Commission on Folk Law and Legal Pluralism
Theme for Academic Sessions

Legal Pluralist Perspectives on Humanity, Development and Cultural Diversity

In dealing with the impact of globalisation and transnational forms of law, the attention of a growing number of state institutions, policy makers, scholars and international organizations has focused on how law operates in a variety of settings. For current social, economic and political changes across the globe are manifested in vastly increased flows of commodities, people, capital, technologies, images and knowledge across local, regional and national frontiers.  Attempts to monitor and regulate these changes make it necessary to reappraise the ways in which legal pluralism works and the forms that it adopts. In its session the Commission will explore this issue from the perspective of studies of non-state and state laws and of the relationships which are possible between different laws in circumstances of legal pluralism.  It will also focus on the many different ways in which laws operate and are utilised by social actors in these new circumstances.
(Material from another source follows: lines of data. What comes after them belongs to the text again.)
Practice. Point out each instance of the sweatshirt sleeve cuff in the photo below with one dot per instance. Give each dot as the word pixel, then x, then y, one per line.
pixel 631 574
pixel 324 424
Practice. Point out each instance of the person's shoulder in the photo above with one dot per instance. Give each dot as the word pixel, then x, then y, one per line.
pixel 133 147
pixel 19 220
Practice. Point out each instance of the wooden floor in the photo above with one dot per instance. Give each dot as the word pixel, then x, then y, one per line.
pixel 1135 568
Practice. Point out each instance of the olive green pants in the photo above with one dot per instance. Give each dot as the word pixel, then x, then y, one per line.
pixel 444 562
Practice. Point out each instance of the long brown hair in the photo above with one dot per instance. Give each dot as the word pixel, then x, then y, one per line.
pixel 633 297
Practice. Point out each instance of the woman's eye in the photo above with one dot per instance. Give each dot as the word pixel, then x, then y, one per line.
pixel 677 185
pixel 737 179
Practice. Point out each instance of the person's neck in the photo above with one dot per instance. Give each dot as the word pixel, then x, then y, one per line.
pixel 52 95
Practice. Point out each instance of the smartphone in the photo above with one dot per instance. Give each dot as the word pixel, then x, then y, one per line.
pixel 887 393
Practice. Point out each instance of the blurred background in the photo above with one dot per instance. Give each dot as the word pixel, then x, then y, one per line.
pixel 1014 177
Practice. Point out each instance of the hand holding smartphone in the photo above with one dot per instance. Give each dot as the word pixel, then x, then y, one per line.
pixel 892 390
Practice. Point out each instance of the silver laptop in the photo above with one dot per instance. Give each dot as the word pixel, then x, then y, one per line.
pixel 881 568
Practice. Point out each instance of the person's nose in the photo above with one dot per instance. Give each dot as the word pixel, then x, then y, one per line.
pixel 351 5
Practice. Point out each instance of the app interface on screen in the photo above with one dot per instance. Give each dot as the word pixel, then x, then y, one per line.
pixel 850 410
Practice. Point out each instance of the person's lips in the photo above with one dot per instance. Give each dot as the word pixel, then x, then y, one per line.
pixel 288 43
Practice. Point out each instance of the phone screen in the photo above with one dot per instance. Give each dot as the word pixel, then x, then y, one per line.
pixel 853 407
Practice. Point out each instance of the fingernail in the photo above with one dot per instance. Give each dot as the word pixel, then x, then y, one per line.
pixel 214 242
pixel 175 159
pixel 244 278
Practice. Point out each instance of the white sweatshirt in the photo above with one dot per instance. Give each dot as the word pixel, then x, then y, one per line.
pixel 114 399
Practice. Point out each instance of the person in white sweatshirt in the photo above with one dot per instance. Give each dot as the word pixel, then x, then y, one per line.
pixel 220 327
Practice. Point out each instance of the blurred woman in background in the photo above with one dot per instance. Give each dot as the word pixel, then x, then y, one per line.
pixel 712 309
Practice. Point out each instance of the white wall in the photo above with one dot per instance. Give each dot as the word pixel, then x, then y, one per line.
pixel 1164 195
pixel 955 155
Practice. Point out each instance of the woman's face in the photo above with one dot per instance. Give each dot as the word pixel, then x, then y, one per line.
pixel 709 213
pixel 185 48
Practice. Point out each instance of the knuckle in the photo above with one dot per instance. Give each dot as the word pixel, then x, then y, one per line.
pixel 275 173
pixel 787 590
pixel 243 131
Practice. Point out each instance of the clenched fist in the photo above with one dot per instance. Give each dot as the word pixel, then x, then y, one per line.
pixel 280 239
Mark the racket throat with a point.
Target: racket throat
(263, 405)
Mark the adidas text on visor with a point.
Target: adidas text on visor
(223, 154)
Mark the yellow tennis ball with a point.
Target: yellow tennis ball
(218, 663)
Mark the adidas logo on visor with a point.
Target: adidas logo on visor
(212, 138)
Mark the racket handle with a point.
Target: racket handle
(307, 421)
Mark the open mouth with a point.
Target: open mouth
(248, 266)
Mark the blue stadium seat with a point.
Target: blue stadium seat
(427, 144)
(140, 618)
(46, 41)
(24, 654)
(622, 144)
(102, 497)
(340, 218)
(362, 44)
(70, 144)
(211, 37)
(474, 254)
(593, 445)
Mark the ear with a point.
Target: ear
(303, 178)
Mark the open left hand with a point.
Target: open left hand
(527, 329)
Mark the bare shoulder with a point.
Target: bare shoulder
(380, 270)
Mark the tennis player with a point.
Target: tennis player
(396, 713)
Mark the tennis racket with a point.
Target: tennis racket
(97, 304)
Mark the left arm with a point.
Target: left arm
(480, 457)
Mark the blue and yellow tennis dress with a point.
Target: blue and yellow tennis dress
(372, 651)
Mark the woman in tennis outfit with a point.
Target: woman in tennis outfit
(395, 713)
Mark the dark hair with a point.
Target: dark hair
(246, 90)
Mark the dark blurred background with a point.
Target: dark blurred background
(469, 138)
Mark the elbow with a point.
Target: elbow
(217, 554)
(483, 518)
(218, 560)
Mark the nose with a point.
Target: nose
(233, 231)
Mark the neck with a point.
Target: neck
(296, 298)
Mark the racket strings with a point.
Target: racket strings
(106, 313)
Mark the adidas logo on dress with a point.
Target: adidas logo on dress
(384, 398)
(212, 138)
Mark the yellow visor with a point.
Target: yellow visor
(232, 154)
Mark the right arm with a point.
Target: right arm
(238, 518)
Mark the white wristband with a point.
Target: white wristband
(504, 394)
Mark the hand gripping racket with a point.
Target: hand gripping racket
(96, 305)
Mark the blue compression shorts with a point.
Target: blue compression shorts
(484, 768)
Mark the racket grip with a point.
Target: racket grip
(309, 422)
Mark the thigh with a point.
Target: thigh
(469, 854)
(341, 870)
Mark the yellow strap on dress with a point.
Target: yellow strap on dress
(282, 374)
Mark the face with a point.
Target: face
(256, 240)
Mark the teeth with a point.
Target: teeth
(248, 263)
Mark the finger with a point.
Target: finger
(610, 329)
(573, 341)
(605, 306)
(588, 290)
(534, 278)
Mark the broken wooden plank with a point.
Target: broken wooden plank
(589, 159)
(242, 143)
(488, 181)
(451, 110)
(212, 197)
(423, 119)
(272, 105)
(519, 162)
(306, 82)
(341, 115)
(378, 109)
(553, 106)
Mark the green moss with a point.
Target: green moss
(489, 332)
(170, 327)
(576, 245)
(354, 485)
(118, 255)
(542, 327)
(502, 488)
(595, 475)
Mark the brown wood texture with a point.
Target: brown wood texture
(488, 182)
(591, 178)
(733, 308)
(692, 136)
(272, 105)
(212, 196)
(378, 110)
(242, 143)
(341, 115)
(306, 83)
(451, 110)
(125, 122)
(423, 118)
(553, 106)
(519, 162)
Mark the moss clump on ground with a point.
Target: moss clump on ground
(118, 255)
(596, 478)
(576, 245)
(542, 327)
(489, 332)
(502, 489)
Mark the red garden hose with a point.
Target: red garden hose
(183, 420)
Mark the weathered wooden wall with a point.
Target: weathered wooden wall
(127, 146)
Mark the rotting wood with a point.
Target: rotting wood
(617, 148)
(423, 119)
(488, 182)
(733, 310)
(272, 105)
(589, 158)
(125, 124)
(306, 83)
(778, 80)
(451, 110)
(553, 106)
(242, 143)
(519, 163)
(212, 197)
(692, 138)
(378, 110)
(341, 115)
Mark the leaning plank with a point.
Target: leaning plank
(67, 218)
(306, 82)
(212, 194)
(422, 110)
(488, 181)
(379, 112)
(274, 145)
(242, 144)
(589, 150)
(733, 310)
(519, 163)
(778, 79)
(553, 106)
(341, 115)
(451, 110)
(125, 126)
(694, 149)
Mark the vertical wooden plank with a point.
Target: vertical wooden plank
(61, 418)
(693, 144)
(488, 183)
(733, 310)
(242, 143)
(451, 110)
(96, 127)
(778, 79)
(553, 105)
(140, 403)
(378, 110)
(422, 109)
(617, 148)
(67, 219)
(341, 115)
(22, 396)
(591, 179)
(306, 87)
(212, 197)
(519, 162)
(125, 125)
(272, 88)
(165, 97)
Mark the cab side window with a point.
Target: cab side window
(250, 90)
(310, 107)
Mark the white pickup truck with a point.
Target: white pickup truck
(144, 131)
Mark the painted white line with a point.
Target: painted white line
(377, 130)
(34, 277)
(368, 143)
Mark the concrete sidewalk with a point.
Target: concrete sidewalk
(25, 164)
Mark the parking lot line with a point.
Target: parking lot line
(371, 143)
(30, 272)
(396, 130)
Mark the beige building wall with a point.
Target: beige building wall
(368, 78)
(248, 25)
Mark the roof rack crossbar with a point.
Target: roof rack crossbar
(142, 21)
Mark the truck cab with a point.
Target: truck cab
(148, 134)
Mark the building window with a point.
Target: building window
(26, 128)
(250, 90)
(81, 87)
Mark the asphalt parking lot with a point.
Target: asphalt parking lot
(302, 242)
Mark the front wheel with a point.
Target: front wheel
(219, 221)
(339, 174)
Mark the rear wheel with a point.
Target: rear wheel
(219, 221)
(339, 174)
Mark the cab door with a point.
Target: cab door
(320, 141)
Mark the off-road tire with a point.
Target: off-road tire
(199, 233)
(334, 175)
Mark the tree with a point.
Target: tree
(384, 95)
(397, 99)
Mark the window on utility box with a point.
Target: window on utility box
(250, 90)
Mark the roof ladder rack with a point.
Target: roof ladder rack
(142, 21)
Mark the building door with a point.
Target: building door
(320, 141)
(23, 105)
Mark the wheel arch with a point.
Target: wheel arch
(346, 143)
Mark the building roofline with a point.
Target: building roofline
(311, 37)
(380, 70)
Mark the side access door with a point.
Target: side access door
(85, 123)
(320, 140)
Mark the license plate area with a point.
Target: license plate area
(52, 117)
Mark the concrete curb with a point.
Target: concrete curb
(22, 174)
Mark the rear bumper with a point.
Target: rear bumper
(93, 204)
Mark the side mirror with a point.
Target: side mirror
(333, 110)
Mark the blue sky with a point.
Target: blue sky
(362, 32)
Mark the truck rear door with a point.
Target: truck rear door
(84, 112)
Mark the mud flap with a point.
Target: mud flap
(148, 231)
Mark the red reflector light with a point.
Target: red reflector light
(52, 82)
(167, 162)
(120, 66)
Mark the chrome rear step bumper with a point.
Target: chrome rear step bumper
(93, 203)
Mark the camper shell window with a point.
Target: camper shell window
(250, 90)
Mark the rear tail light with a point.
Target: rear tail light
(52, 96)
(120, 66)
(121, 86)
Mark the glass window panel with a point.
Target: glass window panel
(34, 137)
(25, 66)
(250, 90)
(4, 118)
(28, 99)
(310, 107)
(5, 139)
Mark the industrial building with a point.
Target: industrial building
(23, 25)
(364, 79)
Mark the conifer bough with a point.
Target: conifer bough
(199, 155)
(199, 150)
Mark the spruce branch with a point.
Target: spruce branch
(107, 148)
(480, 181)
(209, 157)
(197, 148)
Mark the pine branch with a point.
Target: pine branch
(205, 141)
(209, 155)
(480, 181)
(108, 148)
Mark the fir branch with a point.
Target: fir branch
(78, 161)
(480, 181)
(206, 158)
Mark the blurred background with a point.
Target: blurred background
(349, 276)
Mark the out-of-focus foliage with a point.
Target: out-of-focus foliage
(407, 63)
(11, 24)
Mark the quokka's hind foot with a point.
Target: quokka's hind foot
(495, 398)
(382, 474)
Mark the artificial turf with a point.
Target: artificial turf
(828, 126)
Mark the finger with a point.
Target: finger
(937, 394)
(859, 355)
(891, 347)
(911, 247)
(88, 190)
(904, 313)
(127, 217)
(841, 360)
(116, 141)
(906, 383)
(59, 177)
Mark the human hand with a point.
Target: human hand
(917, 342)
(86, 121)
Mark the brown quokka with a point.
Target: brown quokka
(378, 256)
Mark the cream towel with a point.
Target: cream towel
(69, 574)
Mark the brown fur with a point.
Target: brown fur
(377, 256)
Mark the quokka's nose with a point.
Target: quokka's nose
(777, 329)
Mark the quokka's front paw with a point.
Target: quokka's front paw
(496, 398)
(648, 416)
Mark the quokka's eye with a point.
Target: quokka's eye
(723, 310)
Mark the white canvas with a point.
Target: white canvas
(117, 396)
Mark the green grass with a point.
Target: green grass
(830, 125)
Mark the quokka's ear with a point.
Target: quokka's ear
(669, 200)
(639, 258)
It will address the different ways in which discourses about rights and obligations are adopted by different constituencies and how local concerns shape the ways in which universal legal categories of rights are being implemented, resisted and transformed as well as reformulated in these processes.  In examining these issues the Commission’s Session will highlight 1) the operation and effects of legal pluralism at a variety of levels; 2) the ways in which states regulate and respond to pluralism and its impact on communities and social actors; and 3) how other normative orders are invoked in response to processes of globalisation by various bodies such as indigenous people, minorities, non-governmental organisations and individuals. Topics for discussion may comprise, but need not be limited to, the role of international law, (including human rights) as well as the management of natural resources, gender issues, law, governance and legal pluralism, law, theory and justice, and the legal regulation of biogenetics.